Встреча  с этим Сашей  оказалась настоящим подарком судьбы: он побежал за своими друзьями, и через полчаса мне были представлены еще 9 юных офицеров, все, как уверяли, мои поклонники, знающие наизусть все, что я писал.  Я приказал  принести шампанское, читали стихи и пили за  героев всех поэм, за няню, за Татьяну, за Ленского...  Давно я не был в такой компании... Отправились продолжать  празднование на квартиру Саши, меня несли на руках.  Энтузиазм молодежи вдохновил и меня.  Стоя на столе, я прочел  им:

Я люблю вечерний пир,
Где веселье председатель,
А свобода, мой кумир,
За столом законодатель,
Где до утра слово "Пей"
Заглушает звуки песен,
Где просторен круг гостей,
А кружок бутылок тесен.

Они всерьез хотели устроить мне ванну из шампанского...   Отговорился тем, что мне пора ехать - было уже 4 часа утра. Снова шампанское и лучшие пожелания.  В 5-ом часу я  уехал.

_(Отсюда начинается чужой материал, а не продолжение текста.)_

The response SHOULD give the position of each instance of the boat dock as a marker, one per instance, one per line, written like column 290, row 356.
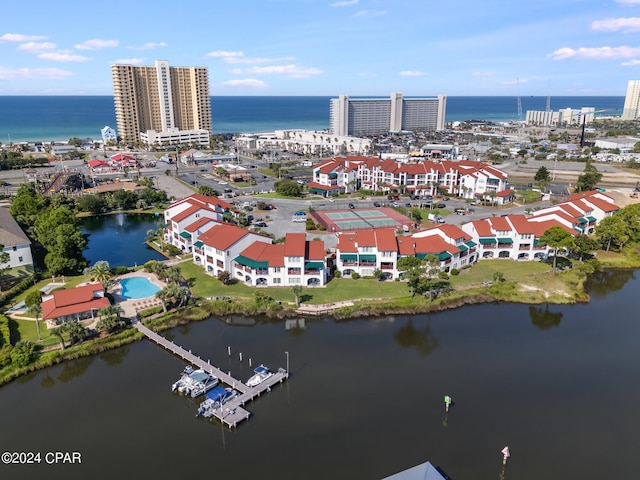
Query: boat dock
column 232, row 412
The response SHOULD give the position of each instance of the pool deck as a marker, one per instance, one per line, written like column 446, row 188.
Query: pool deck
column 131, row 307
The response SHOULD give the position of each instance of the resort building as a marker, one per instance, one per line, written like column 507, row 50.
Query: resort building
column 375, row 116
column 184, row 219
column 305, row 142
column 465, row 178
column 366, row 251
column 631, row 109
column 217, row 248
column 77, row 303
column 162, row 104
column 297, row 261
column 14, row 242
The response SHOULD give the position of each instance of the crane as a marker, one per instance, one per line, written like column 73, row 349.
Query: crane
column 584, row 120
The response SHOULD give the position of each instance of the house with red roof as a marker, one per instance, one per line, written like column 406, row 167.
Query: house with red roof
column 77, row 303
column 464, row 178
column 297, row 261
column 513, row 236
column 217, row 248
column 186, row 216
column 365, row 251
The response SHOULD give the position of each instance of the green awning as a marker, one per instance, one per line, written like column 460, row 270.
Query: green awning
column 488, row 241
column 249, row 262
column 313, row 265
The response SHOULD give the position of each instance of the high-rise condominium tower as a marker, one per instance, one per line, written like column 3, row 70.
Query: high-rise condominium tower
column 371, row 116
column 161, row 99
column 632, row 101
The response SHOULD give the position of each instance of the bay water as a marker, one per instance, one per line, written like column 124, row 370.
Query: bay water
column 557, row 384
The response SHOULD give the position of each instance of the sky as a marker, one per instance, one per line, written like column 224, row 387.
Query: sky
column 328, row 47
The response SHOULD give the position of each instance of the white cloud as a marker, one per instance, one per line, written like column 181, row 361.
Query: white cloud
column 33, row 74
column 128, row 61
column 369, row 13
column 292, row 71
column 595, row 53
column 344, row 3
column 63, row 56
column 225, row 54
column 148, row 46
column 36, row 47
column 247, row 82
column 96, row 44
column 617, row 24
column 412, row 73
column 18, row 37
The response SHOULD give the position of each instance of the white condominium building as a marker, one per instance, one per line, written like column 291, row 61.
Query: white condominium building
column 631, row 109
column 371, row 116
column 160, row 98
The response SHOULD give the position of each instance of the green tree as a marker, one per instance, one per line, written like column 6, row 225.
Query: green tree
column 557, row 238
column 23, row 353
column 297, row 292
column 612, row 230
column 33, row 302
column 584, row 245
column 589, row 179
column 100, row 272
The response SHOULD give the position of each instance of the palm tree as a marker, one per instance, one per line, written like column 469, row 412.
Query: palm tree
column 101, row 272
column 297, row 291
column 36, row 310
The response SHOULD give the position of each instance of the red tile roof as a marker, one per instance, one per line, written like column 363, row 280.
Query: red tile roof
column 73, row 301
column 223, row 236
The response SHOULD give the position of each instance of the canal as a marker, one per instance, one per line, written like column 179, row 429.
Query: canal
column 557, row 384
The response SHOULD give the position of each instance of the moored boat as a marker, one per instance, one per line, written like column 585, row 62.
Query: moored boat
column 261, row 373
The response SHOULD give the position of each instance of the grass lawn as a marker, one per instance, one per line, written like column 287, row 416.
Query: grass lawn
column 203, row 285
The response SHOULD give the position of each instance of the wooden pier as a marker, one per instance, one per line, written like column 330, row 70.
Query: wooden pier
column 231, row 413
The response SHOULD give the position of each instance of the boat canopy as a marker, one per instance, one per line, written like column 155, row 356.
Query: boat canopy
column 216, row 394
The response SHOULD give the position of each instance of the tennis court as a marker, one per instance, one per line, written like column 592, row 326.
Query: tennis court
column 356, row 219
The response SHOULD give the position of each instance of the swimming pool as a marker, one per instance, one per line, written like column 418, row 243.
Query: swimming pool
column 137, row 287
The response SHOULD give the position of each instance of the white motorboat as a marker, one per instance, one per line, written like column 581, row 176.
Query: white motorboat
column 216, row 398
column 261, row 373
column 195, row 383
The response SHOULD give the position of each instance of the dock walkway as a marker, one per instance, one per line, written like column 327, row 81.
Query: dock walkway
column 231, row 413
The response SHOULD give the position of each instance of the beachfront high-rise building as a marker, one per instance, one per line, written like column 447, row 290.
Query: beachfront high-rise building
column 162, row 102
column 372, row 116
column 631, row 109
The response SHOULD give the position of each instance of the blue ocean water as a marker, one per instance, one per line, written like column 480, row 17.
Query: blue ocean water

Проехав Витебск, Полоцк и Себеж, на восьмой день пути,  уже недалеко от цели моего путешествия, я  позволил  себе маленький отдых:  изрядно измученный, я  остановился  в  селе Колпине Себежского уезда Витебской губернии и там провел несколько часов в отсутствии хозяина имения. Уезжая, оставил хозяину любезную записку, благодарил за заочное гостеприимство.
Сегодня, 9-го августа,  я  уже в Опочке, до  Михайловского  остается  40 верст.
Как только приеду,  достану  подарок Элизы  и на листке "Август" напишу:               
9  arrive  a  Michailovskoy:   9-го приехал в Михайловское.